Criou uma academia chamada Fidjus di Bidera. O que significa e qual o objetivo?

– Em português significa filho de vendedoras. Na Guiné, o pequeno comércio é a base da economia, a base do sustento das famílias. No fundo, são as nossas mães e as nossas avós que labutam no pequeno comércio. Em 2013 decidi criar uma academia para jovens, em homenagem à minha mãe, que ainda hoje vende. Tem sido uma escola de formação, uma escola de vida. Hoje é um clube que compete na segunda divisão.

– Saiu da Guiné com 12 anos e chegou a Portugal com duas mãos atrás… Hoje, é formado em Direito e empresário de sucesso. Que caminho foi este?

– Um caminho em que agradeço muito ao futebol.
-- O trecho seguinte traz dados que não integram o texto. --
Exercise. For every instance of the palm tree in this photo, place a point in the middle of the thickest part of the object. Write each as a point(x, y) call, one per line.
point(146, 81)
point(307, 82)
Fui jogador, fiz a formação no Leixões, o meu clube. As pessoas de Matosinhos acolheram-me muito bem, deram-me as condições para poder estudar. Primeiro na secundária João Gonçalves Zarco, onde os professores eram pais e amigos. Deram-me todas as condições para poder sonhar. Do Leixões fui para o Salgueiros, depois para o Boavista. Na transição para sénior percebi que não poderia ser o Messi e decidi trabalhar. Fui limpar vidros, janelas, montras… Ao mesmo tempo entrei na faculdade. Hoje sou empresário na área do granito e areias pesadas.

– O que lhe ensinou a vida?

– A importância da resiliência. Podemos ter tudo o que quisermos, temos é de lutar.

– Conclua a frase: a Guiné Bissau vale a pena porque…

… porque é um país de futuro. E o futuro tem de começar a ser concretizado hoje.